Turkey’s EU bid fades with little drama

By Paul Taylor
October 15, 2009

turkarmeniaTurkey’s bid to join the European Union is fading away with surprisingly little drama because investors no longer see the prospect of accession as an essential policy anchor.

But EU leaders should keep Ankara’s entry negotiations alive on the back burner rather than trying to engage Ankara on alternatives to membership, as French President Nicolas Sarkozy would like to do.

In a version of the old Soviet workers’ joke, “they pretend to pay us and we pretend to work,” the buzz on Turkey in the European Commission’s enlargement department is, “they pretend
they’re reforming and we pretend we want them”.

The EU’s biggest candidate began accession talks on the same day as Croatia in 2005. At that time, optimists on both sides reckoned the negotiations might be concluded within a decade.
But while Zagreb was told by Brussels on Wednesday that it can expect to wrap up its entry talks next year, Ankara has not even advanced one-quarter of the way. The Turks got another
C-minus “must try harder” annual progress report.

The unresolved Cyprus conflict has shackled their progress, prompting the EU to freeze eight of the 36 policy chapters in the negotiations. The election of Sarkozy, who is openly hostile to Turkish membership, forced the EU to take another five policy areas off the table.

The changed political mood in France and Germany, the EU’s two central powers, has dimmed prospects of the overwhelmingly Muslim nation of 71 million ever joining the 27-nation bloc. Any further accession treaty after Croatia’s will be subject to a referendum in France, where public opinion is strongly against Turkish accession, unless a three-fifths majority of both houses of parliament improbably decides otherwise.
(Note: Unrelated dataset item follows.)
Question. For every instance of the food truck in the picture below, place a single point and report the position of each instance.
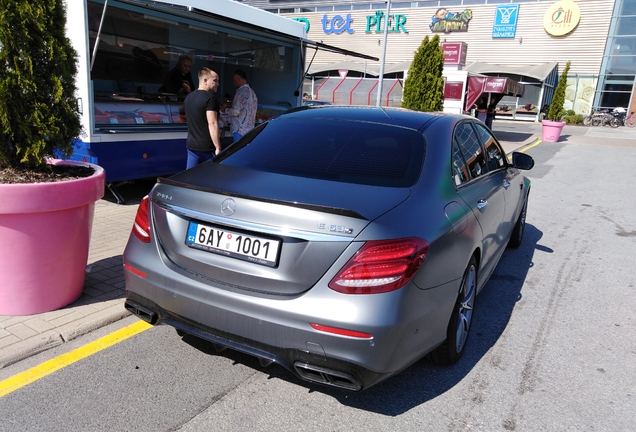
(132, 126)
Without the magnet of membership, the EU’s ability to spur political and economic reform in Turkey is ever weaker. Some in Brussels fault Prime Minister Tayyip Erdogan for failing to lead
the reform drive, but it’s a hard sell if most Turks rightly surmise that they have no prospect of EU entry.

Five years ago, Turkey’s accession process was seen, along with its International Monetary Fund standby loan programme, as a guarantee of monetary, fiscal and economic stability, drawing huge inflows of foreign direct investment and portfolio funds.

Yet the absence of an IMF programme and virtual deadlock in the EU talks no longer spook the markets. Financial stability and the rule of law, at least for foreign investors, have become
more self-sustaining. Turkey is set to exit the global financial crisis in better shape than most other emerging markets. The fact that it is still talking to the European Commission about adopting EU norms is reassuring for investors.

The government is supporting negotiations for a solution on Cyprus, even though it still refuses to open its ports and airports to Greek Cypriot traffic. It has made a historic opening to Armenia
(picture shows the Armenian and Turkish presidents with UEFA president Michel Platini at a soccer match) and now espouses a political and economic solution, rather than a purely military one, for the Kurdish southeast of the country. It has also gradually exerted more civilian control over the military, despite frequent tensions.

Turkey has also built stronger ties with other neighbours — Russia, Iran, Iraq and Syria — while maintaining good relations with Israel and the United States.

The Turks may one day decide on their own that they don’t need EU membership. The accession negotiations have helped them modernise their economy and governance, But they have plenty of other strategic options.